Re: Domain Names and Trademarks




Mr. Lovell wrote:

>This seems to be a semantic difference in statistical terms, i.e.,
>"mean,"
>"median," and "mode."  The "mode" in terms of hits would clearly be
>yahoo
>and the like, but in terms of the "mean" of general usage KathrynKL is 
>probably right.

My point is that commercial use is significant so that rules regarding the
DNS should acknowledge the necessity for brand protection.  I
simultaneously acknoweldge that there is substantial non-commercial use of
the Net and that a consensus position could take the form of totally
non-commercial name spaces with different registration and dispute
resolution procedures.





>
>And as it happens, Alta Vista had to buy the altavista.com domain name
>from a previous registrant for some $2.3 million, as I recall from the
>public accounts.  Evidently the original registrant had a legitimate
>right to the name in the trademark sense, and was in no sense a cyber-
>squatter, but yet so much mileage is put on the issue of a company 
>being able to use its very own name as a domain name that we get these
>ridiculous situations. 


This was a special situation.  DEC (in retrospect, foolishly) didn't take
into account that in many cases, domain name and brand become synonymous.
They put their search engine at altavista.dec.com, rather than starting
with a brand new SLD.  Once it became apparent that people were looking for
ALTAVISTA at altavista.com, and the relationship broke down between DEC and
Altavista, DEC was over a barrel.  

I don't blame NSI for this one and you're right, this was not a piracy
situation.  You cannot protect all people all the time from their own bad
decisions.




  if Network Solutions had kept .com to mean commercial,
>.org to mean a non-profit organization, things would have been better,
>and
>I agree. 

Except for-profit registries are not motivated to enforce rules.  

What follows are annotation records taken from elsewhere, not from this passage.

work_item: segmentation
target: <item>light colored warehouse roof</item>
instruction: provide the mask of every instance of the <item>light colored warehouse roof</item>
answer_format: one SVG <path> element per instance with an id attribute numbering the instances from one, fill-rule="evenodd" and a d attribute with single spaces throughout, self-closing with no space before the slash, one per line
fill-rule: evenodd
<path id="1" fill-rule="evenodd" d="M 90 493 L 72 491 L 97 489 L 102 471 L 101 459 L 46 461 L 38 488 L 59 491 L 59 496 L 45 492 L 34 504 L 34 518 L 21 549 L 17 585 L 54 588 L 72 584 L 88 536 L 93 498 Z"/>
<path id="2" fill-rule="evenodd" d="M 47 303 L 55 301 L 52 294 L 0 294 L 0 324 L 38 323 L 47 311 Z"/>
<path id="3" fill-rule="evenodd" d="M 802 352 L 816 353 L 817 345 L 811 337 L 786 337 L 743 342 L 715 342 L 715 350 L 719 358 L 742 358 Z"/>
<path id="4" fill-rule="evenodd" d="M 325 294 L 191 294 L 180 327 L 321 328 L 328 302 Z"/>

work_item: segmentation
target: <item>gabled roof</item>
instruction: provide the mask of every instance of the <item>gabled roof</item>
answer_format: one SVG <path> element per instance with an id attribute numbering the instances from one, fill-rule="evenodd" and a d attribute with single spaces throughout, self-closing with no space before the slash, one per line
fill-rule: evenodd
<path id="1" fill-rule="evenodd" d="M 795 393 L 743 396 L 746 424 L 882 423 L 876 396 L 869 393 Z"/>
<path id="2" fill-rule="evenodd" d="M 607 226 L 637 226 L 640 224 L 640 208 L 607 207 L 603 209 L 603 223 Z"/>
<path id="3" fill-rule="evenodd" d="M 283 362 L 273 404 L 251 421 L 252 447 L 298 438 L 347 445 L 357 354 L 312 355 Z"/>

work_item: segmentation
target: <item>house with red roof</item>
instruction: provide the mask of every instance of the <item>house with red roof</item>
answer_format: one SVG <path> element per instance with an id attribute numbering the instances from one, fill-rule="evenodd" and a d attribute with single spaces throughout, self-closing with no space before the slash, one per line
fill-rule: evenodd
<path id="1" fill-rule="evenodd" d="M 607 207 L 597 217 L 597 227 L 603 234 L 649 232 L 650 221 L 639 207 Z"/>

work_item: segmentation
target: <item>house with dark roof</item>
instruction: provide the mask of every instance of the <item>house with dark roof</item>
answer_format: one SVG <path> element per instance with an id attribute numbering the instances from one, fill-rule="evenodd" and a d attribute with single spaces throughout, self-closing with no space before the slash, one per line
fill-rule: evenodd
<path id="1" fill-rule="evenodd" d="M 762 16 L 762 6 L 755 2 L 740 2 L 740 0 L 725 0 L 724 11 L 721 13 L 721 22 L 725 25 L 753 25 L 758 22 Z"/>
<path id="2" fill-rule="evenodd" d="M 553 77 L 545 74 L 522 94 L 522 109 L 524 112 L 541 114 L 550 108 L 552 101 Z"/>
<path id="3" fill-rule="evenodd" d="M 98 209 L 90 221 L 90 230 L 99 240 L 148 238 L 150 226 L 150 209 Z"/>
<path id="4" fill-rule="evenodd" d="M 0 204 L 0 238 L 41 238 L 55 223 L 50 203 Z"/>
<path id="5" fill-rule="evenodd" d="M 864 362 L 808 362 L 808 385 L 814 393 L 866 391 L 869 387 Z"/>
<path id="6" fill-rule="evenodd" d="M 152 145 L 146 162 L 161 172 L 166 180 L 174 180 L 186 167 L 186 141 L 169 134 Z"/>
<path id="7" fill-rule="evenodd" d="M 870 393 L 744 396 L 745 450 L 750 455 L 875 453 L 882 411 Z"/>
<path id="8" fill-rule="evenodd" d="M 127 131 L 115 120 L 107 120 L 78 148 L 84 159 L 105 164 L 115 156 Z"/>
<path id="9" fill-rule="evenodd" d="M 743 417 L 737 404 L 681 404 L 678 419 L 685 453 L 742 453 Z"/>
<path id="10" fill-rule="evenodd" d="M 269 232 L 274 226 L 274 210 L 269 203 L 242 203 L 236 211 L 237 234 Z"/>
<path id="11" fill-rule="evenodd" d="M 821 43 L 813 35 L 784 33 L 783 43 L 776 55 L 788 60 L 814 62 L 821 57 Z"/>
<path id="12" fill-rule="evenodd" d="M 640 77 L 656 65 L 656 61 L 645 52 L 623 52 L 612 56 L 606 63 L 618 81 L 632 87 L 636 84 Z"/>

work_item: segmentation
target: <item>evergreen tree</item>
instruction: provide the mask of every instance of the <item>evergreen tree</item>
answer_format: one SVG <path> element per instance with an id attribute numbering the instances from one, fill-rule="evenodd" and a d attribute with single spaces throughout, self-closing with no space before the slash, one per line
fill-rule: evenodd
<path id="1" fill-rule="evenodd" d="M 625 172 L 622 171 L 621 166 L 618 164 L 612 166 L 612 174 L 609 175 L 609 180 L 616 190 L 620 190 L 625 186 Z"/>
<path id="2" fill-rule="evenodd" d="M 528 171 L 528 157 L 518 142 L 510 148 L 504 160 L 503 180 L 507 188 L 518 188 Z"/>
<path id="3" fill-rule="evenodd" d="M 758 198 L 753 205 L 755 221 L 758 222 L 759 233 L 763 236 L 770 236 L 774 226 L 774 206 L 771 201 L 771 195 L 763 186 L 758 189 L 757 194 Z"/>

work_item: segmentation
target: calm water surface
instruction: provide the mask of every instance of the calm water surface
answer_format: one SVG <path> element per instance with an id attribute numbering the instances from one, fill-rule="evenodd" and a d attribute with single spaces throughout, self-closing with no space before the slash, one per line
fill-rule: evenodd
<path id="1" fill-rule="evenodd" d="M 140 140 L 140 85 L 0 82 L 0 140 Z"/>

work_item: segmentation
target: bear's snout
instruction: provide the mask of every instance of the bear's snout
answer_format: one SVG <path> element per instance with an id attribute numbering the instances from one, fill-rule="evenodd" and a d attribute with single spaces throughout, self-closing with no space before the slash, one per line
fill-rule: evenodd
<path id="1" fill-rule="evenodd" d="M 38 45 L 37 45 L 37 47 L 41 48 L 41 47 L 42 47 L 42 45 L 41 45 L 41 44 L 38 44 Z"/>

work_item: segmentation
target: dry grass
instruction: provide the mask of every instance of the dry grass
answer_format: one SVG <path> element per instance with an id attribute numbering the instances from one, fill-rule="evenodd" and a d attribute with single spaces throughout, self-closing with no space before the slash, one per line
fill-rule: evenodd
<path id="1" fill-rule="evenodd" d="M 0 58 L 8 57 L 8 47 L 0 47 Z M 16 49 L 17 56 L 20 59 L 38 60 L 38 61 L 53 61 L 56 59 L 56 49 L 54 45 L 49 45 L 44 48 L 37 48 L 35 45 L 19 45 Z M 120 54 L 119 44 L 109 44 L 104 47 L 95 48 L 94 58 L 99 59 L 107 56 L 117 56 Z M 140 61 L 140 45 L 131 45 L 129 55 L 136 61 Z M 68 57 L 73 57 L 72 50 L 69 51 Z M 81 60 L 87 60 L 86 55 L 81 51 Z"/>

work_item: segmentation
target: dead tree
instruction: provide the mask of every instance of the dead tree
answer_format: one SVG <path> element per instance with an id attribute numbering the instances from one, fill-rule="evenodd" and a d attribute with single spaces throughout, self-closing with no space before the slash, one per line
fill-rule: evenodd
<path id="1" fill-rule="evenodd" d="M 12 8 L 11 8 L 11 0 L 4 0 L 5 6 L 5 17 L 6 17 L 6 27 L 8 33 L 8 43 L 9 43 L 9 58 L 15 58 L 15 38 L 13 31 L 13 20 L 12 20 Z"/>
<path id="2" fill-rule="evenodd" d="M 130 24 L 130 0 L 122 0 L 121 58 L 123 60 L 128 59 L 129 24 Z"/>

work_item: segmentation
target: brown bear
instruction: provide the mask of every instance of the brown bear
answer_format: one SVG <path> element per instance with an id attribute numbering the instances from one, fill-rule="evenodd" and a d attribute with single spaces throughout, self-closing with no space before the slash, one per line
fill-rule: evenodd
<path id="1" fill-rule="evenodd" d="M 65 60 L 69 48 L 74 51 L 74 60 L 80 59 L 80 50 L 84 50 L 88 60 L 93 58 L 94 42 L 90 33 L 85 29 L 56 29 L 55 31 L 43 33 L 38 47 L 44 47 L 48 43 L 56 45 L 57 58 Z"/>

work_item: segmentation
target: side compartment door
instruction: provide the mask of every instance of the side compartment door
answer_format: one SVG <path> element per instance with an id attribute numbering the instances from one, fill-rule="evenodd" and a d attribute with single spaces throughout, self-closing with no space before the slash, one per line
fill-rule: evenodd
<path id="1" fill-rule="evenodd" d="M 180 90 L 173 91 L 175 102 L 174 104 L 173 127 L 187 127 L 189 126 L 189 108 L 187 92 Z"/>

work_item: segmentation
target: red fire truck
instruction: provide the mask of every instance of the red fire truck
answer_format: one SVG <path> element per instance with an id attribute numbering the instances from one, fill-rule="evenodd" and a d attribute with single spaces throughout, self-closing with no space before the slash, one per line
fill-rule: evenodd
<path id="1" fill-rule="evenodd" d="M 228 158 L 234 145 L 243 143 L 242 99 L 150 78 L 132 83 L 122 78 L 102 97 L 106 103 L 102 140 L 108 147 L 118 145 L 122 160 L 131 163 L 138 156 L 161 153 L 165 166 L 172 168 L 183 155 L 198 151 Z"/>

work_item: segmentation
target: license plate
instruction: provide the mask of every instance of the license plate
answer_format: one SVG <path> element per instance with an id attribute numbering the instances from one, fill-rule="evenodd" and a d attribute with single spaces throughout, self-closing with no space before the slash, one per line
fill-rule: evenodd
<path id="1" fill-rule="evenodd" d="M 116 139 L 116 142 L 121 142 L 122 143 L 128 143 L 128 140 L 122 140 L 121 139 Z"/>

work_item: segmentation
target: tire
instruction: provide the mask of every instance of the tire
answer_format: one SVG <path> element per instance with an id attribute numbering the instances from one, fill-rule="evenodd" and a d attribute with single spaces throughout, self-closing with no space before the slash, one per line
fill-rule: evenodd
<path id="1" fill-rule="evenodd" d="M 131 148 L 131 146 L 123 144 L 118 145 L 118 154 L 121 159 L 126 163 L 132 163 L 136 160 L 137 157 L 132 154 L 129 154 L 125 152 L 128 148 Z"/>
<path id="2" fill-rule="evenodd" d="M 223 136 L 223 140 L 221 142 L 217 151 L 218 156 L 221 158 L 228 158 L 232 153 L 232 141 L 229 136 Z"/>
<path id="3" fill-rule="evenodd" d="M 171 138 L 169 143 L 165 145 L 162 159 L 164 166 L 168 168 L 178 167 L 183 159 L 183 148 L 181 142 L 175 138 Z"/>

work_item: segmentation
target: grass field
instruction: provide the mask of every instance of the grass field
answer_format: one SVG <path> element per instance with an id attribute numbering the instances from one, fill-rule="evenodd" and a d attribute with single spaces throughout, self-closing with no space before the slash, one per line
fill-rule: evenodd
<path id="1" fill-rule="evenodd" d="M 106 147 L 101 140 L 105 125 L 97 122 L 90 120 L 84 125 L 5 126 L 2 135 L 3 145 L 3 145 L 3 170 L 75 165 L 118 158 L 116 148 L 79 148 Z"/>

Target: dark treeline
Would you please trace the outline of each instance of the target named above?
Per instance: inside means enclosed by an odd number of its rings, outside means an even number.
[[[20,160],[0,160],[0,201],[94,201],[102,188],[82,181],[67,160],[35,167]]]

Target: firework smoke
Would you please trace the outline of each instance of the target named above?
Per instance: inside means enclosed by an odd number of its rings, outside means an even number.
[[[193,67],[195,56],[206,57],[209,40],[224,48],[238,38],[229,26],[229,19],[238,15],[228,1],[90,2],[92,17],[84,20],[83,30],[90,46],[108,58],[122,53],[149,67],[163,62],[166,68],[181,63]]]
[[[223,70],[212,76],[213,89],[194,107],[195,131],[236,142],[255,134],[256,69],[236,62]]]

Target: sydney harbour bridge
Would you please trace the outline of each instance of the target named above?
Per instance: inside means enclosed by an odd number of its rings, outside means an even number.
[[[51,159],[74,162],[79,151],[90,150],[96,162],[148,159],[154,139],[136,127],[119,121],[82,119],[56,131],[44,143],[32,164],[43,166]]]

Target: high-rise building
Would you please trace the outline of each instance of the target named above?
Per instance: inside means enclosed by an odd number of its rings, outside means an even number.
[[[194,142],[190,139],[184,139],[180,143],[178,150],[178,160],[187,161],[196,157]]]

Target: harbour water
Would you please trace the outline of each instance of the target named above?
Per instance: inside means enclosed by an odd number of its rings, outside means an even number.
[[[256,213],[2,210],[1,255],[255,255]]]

(I would personally like to see four-letter domain names, one
>of
>which would be .porn -- we are not in Windows 3.1 any more -- that could 
>then easily be blocked.) However, what is to prevent anyone from
>registering 
>a non-commercial domain and then blatantly using it for commercial
>purposes? 

Rules which are enforced.


>Who wants to try to police the net?

Who wants to try to police newspapers, magazines, flea markets, television,
radio, carrier pigeon?  That is not an argument for the lack of rules and
rule-enforcement.

Nevertheless, I think we can come to some consensus.